January 2009 Update:
On a very cold night I decided to do an expermiment, and switched from heat-pump to electric furnace only (so-called "Emergency Heat" on a heat-pump thermostat).  The graph below shows the results.  The switch over occurred at 3 am.  The outside temperature remained fairly constant, and was 9F (heat-pump period) to 8F (electric furnace only).  The intake temperature averaged 63F, showing that the inside temperature did not change appreciably over this period.

 
Plot for analyzing break-even point for heat-pump vs. electric furnace.
Light blue=heat pump intake temp, Dark blue=total power, Green=Outside temp.

Inspection of the duty cycles readily tell the story, during this experiment, it was more efficient to use the heat-pump than the electric furnace.  Here are the actual numbers: During the heat-pump period, the average power was 5.14kW ( (2*16.5)+8*2.3)/10 ), while the average power for furnace-only was 11.42kW ( (3*0.5)+15*13.6)/18 ).  This shows that even at a cold temperature of 8F, it still makes a lot of sense to use my heat pump.  Note that this does not include the cost of wear on the mechanical parts.

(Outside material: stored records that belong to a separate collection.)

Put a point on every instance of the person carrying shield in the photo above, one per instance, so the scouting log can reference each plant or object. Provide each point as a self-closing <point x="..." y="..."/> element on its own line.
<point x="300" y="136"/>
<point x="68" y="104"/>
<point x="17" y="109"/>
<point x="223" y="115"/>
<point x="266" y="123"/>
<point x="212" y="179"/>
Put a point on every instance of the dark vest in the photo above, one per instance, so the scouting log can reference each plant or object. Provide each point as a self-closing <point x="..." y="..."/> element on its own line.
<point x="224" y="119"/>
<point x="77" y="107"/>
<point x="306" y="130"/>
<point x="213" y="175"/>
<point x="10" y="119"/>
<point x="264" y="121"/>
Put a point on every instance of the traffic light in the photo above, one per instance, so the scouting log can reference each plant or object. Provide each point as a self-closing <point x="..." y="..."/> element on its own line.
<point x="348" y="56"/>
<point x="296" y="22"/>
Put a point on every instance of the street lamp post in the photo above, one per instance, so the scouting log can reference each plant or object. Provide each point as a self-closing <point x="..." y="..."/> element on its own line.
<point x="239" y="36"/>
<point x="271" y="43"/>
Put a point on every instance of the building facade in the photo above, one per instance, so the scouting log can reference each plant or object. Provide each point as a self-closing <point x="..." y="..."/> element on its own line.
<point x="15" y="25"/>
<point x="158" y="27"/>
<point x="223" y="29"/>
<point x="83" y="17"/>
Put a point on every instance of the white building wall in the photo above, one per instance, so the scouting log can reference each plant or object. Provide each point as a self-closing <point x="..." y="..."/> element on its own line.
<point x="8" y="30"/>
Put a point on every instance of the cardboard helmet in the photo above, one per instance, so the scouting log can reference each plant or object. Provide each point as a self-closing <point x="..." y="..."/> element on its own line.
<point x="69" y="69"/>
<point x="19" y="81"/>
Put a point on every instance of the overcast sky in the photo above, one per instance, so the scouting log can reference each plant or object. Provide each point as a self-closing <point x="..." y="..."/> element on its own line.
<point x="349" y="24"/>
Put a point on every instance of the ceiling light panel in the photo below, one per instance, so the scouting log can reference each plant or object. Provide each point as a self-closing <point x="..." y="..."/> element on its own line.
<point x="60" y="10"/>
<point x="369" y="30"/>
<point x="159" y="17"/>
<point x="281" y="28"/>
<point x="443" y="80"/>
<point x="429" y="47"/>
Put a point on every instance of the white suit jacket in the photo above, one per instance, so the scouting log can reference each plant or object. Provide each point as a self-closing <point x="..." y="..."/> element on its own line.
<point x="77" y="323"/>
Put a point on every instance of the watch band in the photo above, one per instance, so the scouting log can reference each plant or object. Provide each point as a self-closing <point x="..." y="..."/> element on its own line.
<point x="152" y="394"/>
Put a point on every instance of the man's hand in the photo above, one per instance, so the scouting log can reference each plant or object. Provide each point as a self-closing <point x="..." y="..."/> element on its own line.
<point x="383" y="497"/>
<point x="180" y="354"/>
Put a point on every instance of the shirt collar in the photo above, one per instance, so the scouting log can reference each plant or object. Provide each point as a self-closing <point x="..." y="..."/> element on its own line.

Energy Analysis of Gas Furnace

Item
Amount
Units
Gas consumption rate
1.5
cubic feet/minute
Cost of natural gas
1.304
dollars/100 cubic feet
Cost of natural gas 1.17
dollars/hour
Air Handler Power
600
Watts
Cost of power (winter night)
0.03
dollars/kWHr
Cost of power (summer day)
0.08
dollars/kWHr
Cost of operation (gas dominates)
1.19
dollars/hour

Resources

Long term update

  • Late Spring 1999 - Construction was started.
  • August 1999 - The unit was installed for continuous duty.
  • September 1999 - Three more 1-Wire temperature sensors were added.  The track the attic temperature, and the heat pump intake and exhaust temps.
  • November 2000 - Added energy analysis of heat pump unit.
  • May 2003 - Changed PIC to FLASH (used to be windowed type).  Updated schematic and source.
  • 2004 - Found note characterizing inaccuracy with older DS1820 units.  A problem I have seen with the older units that I have.  Link here.
  • January 2005 - Energy Analysis of main furnace (see above).
  • January 2009 - Energy Analysis of heat pump.